На сей раз в темнице было темным-темно. У той же самой стены на спине лежала молодая чародейка. На её спокойном лице в мягкой улыбке дрогнули губы. В полуприкрытых глазах, направленных прямо вверх, ещё виднелся след того, что она увидела перед тем, как из одной темноты уйти в другую.
— Проверь! — приказал Ригер.
Тар-Легон опустился на колени перед ней и, не обращая внимания на свет, ещё исходивший от неё, принялся равнодушно и тщательно исследовать её глаза, лицо, шею… Ригер отвернулся.

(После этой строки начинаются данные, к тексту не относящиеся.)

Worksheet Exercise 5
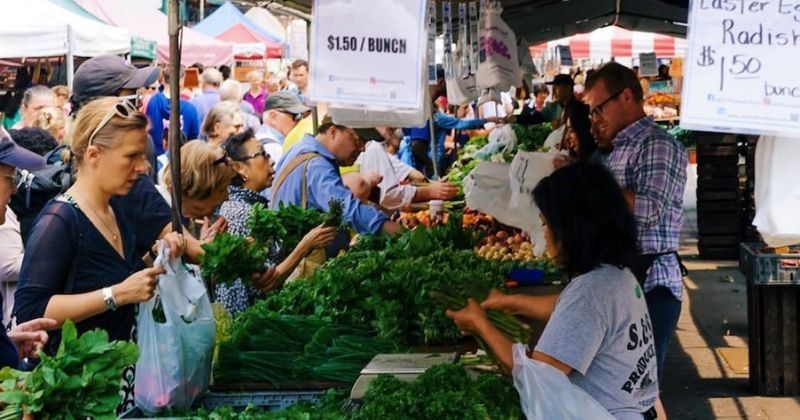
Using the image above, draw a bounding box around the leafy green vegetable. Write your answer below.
[200,233,267,284]
[247,203,288,249]
[155,389,348,420]
[511,123,553,152]
[322,198,344,228]
[262,213,516,345]
[214,312,399,385]
[247,203,324,255]
[0,320,139,419]
[349,365,521,420]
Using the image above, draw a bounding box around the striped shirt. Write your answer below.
[606,117,688,300]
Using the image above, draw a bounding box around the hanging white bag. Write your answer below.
[475,124,517,160]
[135,246,216,415]
[511,343,614,420]
[477,1,522,92]
[444,45,479,105]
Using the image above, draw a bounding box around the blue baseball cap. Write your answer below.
[0,127,47,171]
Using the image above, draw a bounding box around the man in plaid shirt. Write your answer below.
[584,62,688,416]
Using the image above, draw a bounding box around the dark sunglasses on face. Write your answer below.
[589,88,625,117]
[278,110,303,121]
[237,149,269,162]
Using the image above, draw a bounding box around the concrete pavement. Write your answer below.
[662,236,800,420]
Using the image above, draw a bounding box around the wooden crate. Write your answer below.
[697,245,739,260]
[747,278,800,396]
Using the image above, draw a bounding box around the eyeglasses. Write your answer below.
[278,109,303,121]
[236,149,269,162]
[89,100,136,146]
[0,169,25,188]
[211,150,228,166]
[589,88,625,117]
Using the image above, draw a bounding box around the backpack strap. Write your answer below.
[6,197,83,332]
[270,152,321,208]
[53,194,83,295]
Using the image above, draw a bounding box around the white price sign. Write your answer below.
[309,0,428,108]
[681,0,800,136]
[639,53,658,77]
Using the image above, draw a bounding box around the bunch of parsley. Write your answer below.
[0,320,139,420]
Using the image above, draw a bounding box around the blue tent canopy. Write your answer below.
[192,1,286,44]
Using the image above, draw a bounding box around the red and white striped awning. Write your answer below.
[530,26,686,61]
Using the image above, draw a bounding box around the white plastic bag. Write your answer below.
[135,247,216,415]
[542,125,566,151]
[475,124,517,160]
[328,75,432,128]
[753,136,800,247]
[444,44,479,105]
[328,94,431,128]
[508,152,556,257]
[512,343,614,420]
[478,1,522,92]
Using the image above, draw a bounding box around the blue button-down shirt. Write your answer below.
[273,134,388,233]
[606,117,688,300]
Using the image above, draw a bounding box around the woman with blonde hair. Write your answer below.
[14,98,186,410]
[162,139,236,221]
[202,101,244,146]
[15,98,186,340]
[162,140,276,298]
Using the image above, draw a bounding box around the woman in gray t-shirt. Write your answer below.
[448,162,658,420]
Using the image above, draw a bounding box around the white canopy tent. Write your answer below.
[0,0,131,86]
[0,0,131,58]
[244,7,287,42]
[0,1,69,58]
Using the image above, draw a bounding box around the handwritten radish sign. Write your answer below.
[681,0,800,137]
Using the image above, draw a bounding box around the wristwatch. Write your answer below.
[103,287,117,311]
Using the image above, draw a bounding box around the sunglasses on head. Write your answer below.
[211,149,228,166]
[89,99,137,146]
[236,149,269,162]
[278,109,303,121]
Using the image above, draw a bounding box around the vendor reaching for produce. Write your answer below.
[406,67,505,177]
[358,127,458,210]
[270,117,399,234]
[447,162,658,419]
[215,130,336,315]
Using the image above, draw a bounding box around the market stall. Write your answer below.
[76,0,233,66]
[50,0,157,61]
[192,2,285,59]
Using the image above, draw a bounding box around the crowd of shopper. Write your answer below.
[0,52,687,419]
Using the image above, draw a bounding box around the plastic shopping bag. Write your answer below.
[475,124,517,160]
[753,136,800,247]
[478,1,522,92]
[512,343,614,420]
[444,44,480,105]
[135,248,216,415]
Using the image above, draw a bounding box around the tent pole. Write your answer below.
[167,0,183,232]
[67,26,75,92]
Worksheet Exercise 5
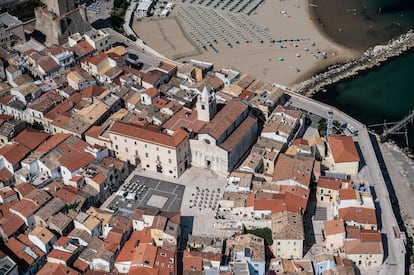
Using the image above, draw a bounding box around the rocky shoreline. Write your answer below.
[290,30,414,97]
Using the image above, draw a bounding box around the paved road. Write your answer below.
[288,93,405,275]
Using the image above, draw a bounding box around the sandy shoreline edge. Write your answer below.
[133,0,362,86]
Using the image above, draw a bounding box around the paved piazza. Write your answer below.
[104,174,185,216]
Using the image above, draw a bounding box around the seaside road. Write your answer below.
[287,92,405,275]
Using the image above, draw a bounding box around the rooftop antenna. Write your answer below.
[326,109,333,137]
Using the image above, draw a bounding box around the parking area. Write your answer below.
[106,174,185,216]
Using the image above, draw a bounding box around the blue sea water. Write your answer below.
[314,0,414,150]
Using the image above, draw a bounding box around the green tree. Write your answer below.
[128,34,137,42]
[8,0,43,22]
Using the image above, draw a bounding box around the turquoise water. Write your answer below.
[314,52,414,150]
[312,0,414,150]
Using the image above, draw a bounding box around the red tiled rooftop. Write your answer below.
[339,189,357,200]
[14,182,35,197]
[0,143,30,166]
[36,133,70,153]
[0,167,13,183]
[201,100,248,139]
[36,262,79,275]
[10,199,39,218]
[80,85,105,98]
[338,207,377,225]
[47,249,73,263]
[318,177,341,191]
[163,109,206,133]
[324,220,345,235]
[110,121,188,148]
[14,128,49,150]
[326,136,359,163]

— Готова, — поднялся лекарь.
— Сама виновата, — прошептал Ригер — и этим насмерть задавил что-то горькое и нежеланное, несмело поднимавшееся из глубин его сердца…
Первые сутки по возвращению домой Дженева полностью проспала. Когда она, наконец, приняла более-менее вертикальное положение и попыталась убедить себя, что рисунок солнечных полосок на полу означает вовсе не "далеко за полдень", в комнату в который раз заглянула Галка и иронично запела.
— Доброго денёчка, барышня! С приездом-то. Хорошо спалось-то?
Дженева едва подавила желание бросить в нахалку подушкой. Попробовала бы она сама вот так, галопом, несколько дней без продыху…
— Чего тебе? — промычала она.
— А хозяйка хочет-то видеть тебя.
— Зачем?…
— Не знаю-то. Но несколько раз ужо спрашивала.
— Ну пусть она ещё немного подождёт… — тяжело зевнула Дженева. — Неси всю тёплую воду, что есть в доме. Давай, давай, шевелись.
Приведя себя немного в порядок и почувствовав, что жизнь — тем более, молодая — не так уж и плохая штука, она прокрутила в памяти нужные страницы Этикета и отправилась к леди Олдери. Там ей пришлось пережить неискреннюю, хотя и убедительную, игру "как я рада видеть подругу своей племянницы после долгого отсутствия!" и заметно более искренний поток вопросов о её поездке. Вскоре Дженева поняла, что на самом деле интересует леди Олдери. Во дворце ходили упорные слухи, что чародеи уже знают, чем и когда закончится война. И леди Олдери нетерпеливо и исподволь теребила Дженеву, что знает она сама.